Tesla has updated its Supercharger map, with new details on locations under construction and an estimated plan that stretches into 2016.

While the company is right on target for many stations, the map shows that some regions of the U.S. are still deficient for Tesla owners.

Tesla opened the first Supercharger in September of 2012. The 120-kw charging stations give Model S owners (and owners of any future Tesla models) the ability to recharge 80 percent capacity for free in about 20 minutes. Accompanying the Supercharger launch was an announcement on Tesla’s plans to build 100-plus total stations, though some thought that projection was overly ambitious.

Superchargers as of January 28, 2014.

Superchargers as of January 28, 2014.

Tesla has strategically built charging stations around the country for the past two years. Last April, it proved sceptics wrong, with the ribbon-cutting ceremony of the 100th Supercharger station.

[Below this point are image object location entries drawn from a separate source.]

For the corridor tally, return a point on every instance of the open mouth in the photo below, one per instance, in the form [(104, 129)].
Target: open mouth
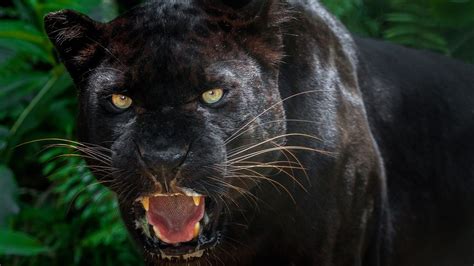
[(178, 225)]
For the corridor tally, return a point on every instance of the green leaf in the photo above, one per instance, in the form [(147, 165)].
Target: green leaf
[(18, 243), (8, 205)]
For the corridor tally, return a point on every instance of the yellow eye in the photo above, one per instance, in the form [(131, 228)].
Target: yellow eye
[(212, 96), (121, 101)]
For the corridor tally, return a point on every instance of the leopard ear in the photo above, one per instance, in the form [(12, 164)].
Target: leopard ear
[(76, 38), (256, 24)]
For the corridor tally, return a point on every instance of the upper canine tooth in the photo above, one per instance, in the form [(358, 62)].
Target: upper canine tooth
[(146, 203), (197, 200)]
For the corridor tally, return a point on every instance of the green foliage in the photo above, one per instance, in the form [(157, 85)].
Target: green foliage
[(445, 26), (52, 211)]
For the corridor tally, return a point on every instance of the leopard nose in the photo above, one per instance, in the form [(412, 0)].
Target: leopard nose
[(162, 161), (169, 159)]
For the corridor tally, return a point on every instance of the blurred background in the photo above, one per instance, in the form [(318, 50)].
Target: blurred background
[(52, 211)]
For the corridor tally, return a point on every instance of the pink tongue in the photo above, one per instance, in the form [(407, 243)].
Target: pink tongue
[(175, 217)]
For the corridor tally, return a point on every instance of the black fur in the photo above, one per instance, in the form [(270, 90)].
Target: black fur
[(383, 132)]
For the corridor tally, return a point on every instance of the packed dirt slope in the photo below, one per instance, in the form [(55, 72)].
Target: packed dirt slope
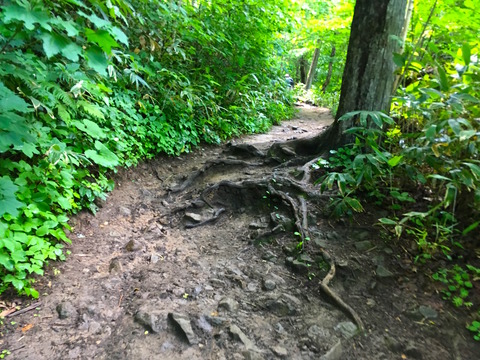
[(175, 266)]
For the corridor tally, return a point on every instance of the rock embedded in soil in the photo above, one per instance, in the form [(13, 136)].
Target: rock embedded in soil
[(383, 272), (347, 329), (284, 305), (363, 245), (182, 323), (66, 310), (151, 320), (115, 266), (228, 304), (193, 217), (238, 335), (133, 245), (335, 352), (269, 285), (279, 351), (428, 312)]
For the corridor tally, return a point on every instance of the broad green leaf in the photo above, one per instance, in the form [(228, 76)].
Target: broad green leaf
[(394, 161), (70, 27), (455, 126), (6, 261), (443, 80), (29, 17), (92, 109), (387, 221), (119, 35), (11, 101), (103, 156), (90, 128), (475, 169), (431, 132), (94, 19), (53, 44), (466, 134), (97, 60), (439, 177), (72, 51), (466, 53), (8, 201), (102, 38)]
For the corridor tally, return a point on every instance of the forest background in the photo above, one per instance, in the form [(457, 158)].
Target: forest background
[(90, 86)]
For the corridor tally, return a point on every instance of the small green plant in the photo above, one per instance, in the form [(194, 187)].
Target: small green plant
[(458, 282), (474, 327)]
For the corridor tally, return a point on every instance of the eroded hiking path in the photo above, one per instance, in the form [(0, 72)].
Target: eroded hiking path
[(194, 258)]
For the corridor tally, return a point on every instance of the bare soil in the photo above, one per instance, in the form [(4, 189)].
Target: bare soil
[(206, 266)]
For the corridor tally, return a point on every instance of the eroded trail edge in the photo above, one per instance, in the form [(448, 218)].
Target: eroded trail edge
[(227, 253)]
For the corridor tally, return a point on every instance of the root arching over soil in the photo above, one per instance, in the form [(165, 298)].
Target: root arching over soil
[(227, 253)]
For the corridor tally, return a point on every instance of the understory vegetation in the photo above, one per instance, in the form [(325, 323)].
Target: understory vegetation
[(420, 164), (88, 86)]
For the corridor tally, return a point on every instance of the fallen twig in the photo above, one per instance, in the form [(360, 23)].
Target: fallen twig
[(24, 310)]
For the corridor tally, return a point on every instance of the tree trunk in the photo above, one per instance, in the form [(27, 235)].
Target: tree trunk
[(313, 67), (368, 76), (329, 73)]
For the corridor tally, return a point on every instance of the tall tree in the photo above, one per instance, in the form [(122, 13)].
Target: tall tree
[(369, 70), (368, 76)]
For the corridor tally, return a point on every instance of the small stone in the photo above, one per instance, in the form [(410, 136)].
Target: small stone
[(228, 304), (300, 267), (383, 272), (335, 352), (320, 242), (347, 329), (363, 245), (66, 310), (115, 266), (279, 351), (215, 320), (258, 225), (154, 258), (94, 327), (204, 324), (183, 324), (252, 355), (178, 292), (150, 320), (412, 351), (124, 211), (428, 312), (238, 335), (269, 256), (269, 285), (284, 305), (133, 245), (193, 217)]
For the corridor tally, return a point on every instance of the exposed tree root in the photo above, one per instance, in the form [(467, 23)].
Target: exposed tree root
[(215, 216), (196, 174), (280, 185)]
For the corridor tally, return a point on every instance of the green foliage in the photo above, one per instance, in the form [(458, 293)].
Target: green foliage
[(458, 283), (87, 86)]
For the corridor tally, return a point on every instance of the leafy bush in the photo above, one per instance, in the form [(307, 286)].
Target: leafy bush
[(87, 86)]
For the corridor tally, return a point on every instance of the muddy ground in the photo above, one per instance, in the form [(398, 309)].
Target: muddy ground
[(167, 270)]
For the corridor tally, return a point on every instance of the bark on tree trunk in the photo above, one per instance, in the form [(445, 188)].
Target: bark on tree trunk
[(329, 73), (368, 76), (313, 67)]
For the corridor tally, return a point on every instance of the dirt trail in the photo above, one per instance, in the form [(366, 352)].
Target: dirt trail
[(166, 270)]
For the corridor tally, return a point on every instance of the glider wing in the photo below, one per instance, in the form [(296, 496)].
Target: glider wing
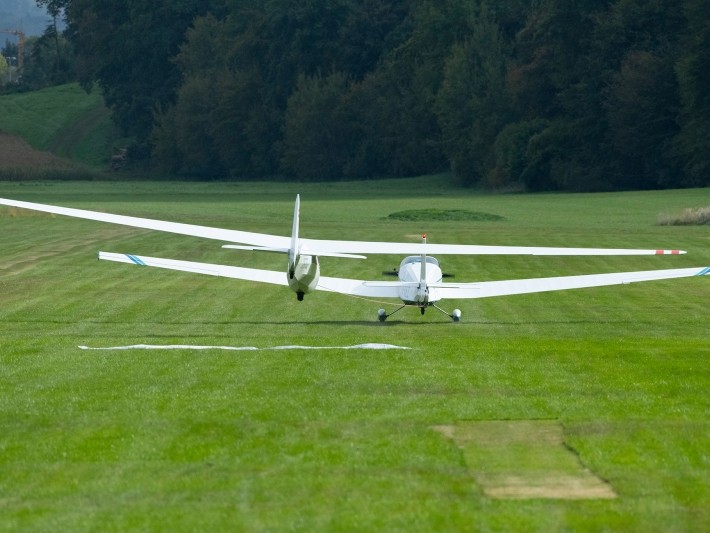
[(263, 241), (226, 235), (487, 289), (249, 274)]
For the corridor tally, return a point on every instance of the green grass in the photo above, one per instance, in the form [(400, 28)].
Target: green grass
[(64, 120), (342, 440)]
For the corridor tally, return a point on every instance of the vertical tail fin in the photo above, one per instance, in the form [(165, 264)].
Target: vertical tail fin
[(293, 250), (422, 274)]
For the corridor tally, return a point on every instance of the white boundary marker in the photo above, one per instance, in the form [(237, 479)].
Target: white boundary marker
[(366, 346)]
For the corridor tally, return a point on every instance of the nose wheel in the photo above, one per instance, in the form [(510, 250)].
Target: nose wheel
[(455, 315)]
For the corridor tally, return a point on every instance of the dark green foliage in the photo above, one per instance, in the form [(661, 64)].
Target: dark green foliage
[(550, 94)]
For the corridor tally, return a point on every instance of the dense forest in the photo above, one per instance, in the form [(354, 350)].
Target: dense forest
[(536, 94)]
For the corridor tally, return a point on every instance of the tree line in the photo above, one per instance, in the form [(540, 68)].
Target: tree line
[(542, 94)]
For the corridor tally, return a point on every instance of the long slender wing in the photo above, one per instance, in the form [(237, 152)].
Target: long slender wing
[(341, 285), (249, 274), (226, 235), (487, 289), (324, 247)]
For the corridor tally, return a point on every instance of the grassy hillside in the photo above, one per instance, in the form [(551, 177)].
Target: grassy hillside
[(609, 384), (63, 120)]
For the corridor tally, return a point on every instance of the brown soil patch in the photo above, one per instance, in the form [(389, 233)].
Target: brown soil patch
[(524, 459), (16, 153)]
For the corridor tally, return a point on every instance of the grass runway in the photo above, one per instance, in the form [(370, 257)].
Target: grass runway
[(343, 439)]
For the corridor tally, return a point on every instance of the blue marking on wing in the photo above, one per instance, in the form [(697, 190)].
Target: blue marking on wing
[(136, 260)]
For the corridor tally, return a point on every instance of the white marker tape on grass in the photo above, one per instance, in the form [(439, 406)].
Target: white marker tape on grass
[(367, 346)]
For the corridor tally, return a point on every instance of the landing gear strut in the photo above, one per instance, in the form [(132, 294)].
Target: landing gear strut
[(455, 315)]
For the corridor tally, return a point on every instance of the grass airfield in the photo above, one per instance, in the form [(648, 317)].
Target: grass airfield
[(336, 439)]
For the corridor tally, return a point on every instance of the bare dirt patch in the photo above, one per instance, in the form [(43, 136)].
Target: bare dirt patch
[(524, 459)]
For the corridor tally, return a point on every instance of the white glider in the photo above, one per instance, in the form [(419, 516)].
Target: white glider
[(420, 279)]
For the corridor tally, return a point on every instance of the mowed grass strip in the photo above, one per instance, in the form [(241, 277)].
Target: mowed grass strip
[(340, 439)]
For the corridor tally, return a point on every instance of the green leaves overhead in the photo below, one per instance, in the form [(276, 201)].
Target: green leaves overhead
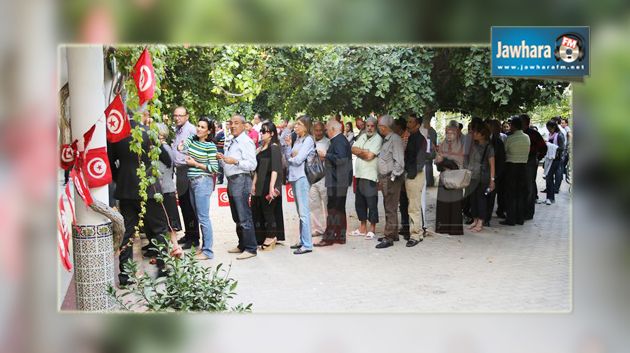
[(354, 80)]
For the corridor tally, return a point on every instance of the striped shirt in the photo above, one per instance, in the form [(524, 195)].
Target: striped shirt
[(203, 152), (517, 147)]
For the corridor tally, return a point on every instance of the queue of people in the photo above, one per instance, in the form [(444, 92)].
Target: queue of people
[(393, 156)]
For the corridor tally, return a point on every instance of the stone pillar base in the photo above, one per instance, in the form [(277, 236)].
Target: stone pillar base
[(94, 266)]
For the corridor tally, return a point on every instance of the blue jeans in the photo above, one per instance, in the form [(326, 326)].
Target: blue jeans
[(239, 187), (202, 188), (301, 189)]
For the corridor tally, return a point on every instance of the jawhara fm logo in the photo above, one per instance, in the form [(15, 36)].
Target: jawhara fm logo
[(569, 48)]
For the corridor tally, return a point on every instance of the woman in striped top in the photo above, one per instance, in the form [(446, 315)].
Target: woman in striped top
[(202, 162)]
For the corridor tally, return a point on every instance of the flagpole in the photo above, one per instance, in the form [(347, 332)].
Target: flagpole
[(92, 238)]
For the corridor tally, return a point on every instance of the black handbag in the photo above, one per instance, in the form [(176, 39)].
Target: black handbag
[(314, 167)]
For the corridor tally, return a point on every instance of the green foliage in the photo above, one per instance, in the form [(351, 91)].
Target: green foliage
[(463, 83), (188, 286), (354, 80)]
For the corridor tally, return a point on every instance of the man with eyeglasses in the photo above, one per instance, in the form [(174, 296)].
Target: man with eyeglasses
[(183, 130), (366, 148)]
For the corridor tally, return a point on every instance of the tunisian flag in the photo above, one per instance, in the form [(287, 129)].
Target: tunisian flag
[(96, 167), (117, 123), (63, 239), (79, 185), (144, 75), (68, 154)]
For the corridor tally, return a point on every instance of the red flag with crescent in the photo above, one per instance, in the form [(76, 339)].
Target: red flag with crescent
[(80, 186), (67, 155), (116, 121), (96, 167), (290, 196), (144, 76), (224, 200), (63, 239)]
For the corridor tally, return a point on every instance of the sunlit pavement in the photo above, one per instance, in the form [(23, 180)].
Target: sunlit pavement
[(501, 269)]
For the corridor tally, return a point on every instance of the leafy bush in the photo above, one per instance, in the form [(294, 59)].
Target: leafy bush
[(187, 286)]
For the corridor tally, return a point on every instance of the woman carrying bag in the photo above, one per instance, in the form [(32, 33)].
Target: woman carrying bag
[(449, 219), (266, 186)]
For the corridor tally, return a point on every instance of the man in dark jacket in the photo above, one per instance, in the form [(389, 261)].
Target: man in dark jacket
[(537, 151), (415, 161), (128, 193), (338, 178)]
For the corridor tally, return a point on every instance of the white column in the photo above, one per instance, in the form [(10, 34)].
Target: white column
[(87, 105), (93, 251)]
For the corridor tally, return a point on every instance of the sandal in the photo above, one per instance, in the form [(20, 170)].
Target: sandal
[(477, 229), (177, 252), (357, 233), (269, 246)]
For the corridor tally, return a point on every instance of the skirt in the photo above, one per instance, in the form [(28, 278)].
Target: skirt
[(449, 219)]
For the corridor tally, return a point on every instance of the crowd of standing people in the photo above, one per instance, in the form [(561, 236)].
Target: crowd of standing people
[(394, 156)]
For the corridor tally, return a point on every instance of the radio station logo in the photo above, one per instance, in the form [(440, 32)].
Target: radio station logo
[(569, 48), (533, 52)]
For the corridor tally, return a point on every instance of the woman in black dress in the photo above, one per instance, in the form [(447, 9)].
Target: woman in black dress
[(266, 186), (449, 219)]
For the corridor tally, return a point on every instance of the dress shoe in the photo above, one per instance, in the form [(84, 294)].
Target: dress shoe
[(235, 250), (384, 244), (384, 238), (202, 257), (412, 242), (324, 243), (245, 255)]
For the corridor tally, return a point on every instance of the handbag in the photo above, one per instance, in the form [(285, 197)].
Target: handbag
[(314, 167), (456, 178)]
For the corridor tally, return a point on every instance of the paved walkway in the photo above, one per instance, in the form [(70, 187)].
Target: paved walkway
[(502, 269)]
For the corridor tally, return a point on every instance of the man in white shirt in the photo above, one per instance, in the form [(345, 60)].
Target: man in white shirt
[(257, 122), (317, 194)]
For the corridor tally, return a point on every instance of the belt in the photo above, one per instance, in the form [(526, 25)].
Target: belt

Superchargers projected for 2015.

Superchargers projected for 2015.

Currently, there are 151 Superchargers open in North America, with enough coverage to allow travel from coast to coast. Tesla estimates that 80-percent of the U.S. is currently within 100 miles of a Supercharger. Current expansion plans will boost this to 98-percent by the end of this year.

Tesla Supercharger Map: of current locations in January 2015.

Tesla Supercharger Map: of current locations in January 2015.

Tesla is also expanding its Supercharger network overseas, with 123 stations currently built in Europe, 61 in Asia, and new plans to build in Australia.

Despite these accomplishments, some areas of the current map aren’t matching Tesla’s projections. Nebraska, Arkansas, Missouri, Kentucky, and others are completely devoid of public Superchargers statewide. And plans for charging stations along the Mexican border have not materialized (though Tesla hopes to add stations in Arizona, New Mexico and Texas next year).

Anticpated Tesla Supercharger locations for 2015.

Anticpated Tesla Supercharger locations for 2015.

There are no details on the delays at Tesla’s website, but other sources mention issues such as permits that are beyond Tesla’s control. In New Jersey, for example, discussions for charging stations in service areas were suspended last fall while legislators debated over who has the authority to allow them, said NJ.com. This blocked some potential locations, though Tesla later circumvented the snag by working with the Turnpike Authority instead. Locations for two Superchargers have now been approved on New Jersey Turnpikes.

Tesla projects that 98-percent of the U.S. population will be within 100 miles of a Supercharger in 2016.

Tesla projects that 98-percent of the U.S. population will be within 100 miles of a Supercharger in 2016.

For the most up-to-date locations, Tesla’s website offers a user-friendly search for the closest Supercharger, along with other charging stations that are Tesla-compatible.